Das Fazit – aufgrund des derzeitigen Stimmungsbildes – lautet für Müller trotz der erwarteten Verschiebung der politischen Gewichte nach rechts, dass es im Regelfall, wie auch in den vorangegangenen Wahlperioden (in 65 bis 80 Prozent der Fälle), bei der Zusammenarbeit der „Großen Koalition der Mitte“ bleiben werde und auch müsse. Als Argument dafür führte Müller auch an, dass das Beschlussorgan der EU-Regierungen ebenfalls ein breites politisches Spektrum aufweise. Allerdings bestehe die Gefahr, dass die ständige – erzwungene – Kompromissbildung auf Kosten des politischen Profils der Partner gehe, was wiederum den Rändern Zulauf bescheren könnte.
Der SPD-Mann Repasi gab zudem zu bedenken, dass die EU-Parlamentarier, anders als ihre Kollegen in den Mitgliedstaaten, nicht im engen Korsett von Koalitionsverträgen steckten.
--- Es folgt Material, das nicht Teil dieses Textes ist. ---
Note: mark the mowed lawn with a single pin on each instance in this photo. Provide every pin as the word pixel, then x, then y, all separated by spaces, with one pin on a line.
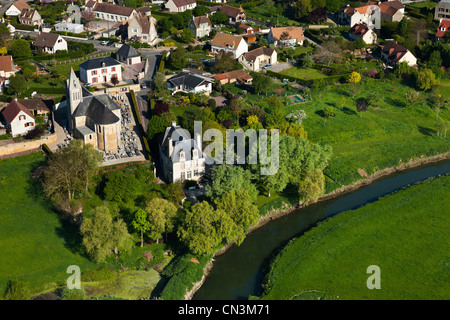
pixel 405 234
pixel 303 73
pixel 36 247
pixel 382 137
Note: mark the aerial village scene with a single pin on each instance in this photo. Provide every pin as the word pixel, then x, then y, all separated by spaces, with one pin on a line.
pixel 224 150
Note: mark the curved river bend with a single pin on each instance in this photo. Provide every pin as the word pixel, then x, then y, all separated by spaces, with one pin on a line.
pixel 239 272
Ihr Spielraum sei daher größer, was sich auf die Möglichkeiten zur Bildung politischer Mehrheiten auswirke. Der Politikwissenschaftler Müller sieht es, zumindest wenn man es aus EVP-Sicht betrachte, als „strategisch sinnvoll“ an, die Fühler zuweilen politisch nach rechts auszustrecken. Dies könne im Ringen um politische Mehrheiten in Straßburg als Druckmittel dienen, und die „Machtposition der EVP im Parlament“ stärken. Entsprechendes könnte, falls das Wahlergebnis im Juni 2024 erweiterte Spielräume eröffnet, für Sozialdemokraten auf der linken Seite des politischen Spektrums gelten.